Best Of The Oakland Athletics: Top 10 Seasons In Right Field

facebooktwitterreddit
Prev
10 of 11
Next

2. Reggie Jackson, 1973

Year ▾ Age G PA R H 2B 3B HR RBI SB CS BB SO BA OBP SLG OPS OPS+
1973 27 151 629 99 158 28 2 32 117 22 8 76 111 .293 .383 .531 .914 161

Provided by Baseball-Reference.com: View Original Table
Generated 2/24/2014.

Jackson slugged his way to American League MVP honors while powering the A’s back to the World Series, leading the league with 32 home runs, 117 RBI, 99 runs, a .531 slugging percentage, .914 OPS and 16.8 at-bats per homer. He also earned his third straight trip and fourth overall selection to the All-Star Game, starting in right field.

He led the league with a 161 OPS-plus and 26.1 Power-Speed number, was third with a 6.6 Offensive WAR, fourth with 112 Runs Created and fifth with a 7.8 WAR (second among position players). He also led the league with 46 Adjusted Batting Runs, 4.5 Adjusted Batting Wins, 56.41 Base-Out Runs Added, 5.0 Situational Wins Added and 5.7 Base-Out Wins Added.

Jackson was second in the AL with 62 extra base hits and seven sacrifice flies; fourth with 286 total bases; fifth with 111 strikeouts; sixth with a .383 on-base percentage, 11 intentional walks and a 73.33 stolen base percentage (22-for-30); ninth with seven hit by pitches; and 10th with 22 stolen bases. He led AL right fielders with 301 putouts and nine errors.

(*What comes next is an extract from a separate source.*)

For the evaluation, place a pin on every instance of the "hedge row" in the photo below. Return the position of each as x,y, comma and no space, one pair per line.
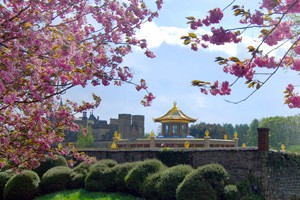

He led AL right fielders with a .293 batting average, 28 doubles, 22 stolen bases and a .383 on-base percentage; and was second with two triples.

Jackson was 3-for-21 with six strikeouts in Oakland’s five-game ALCS win over Baltimore. But after missing the previous season’s World Series with an injury, Jackson was World Series MVP in the A’s seven-game triumph over the Mets, going 9-for-29 with three runs, three doubles, a triple, a home run and six RBI.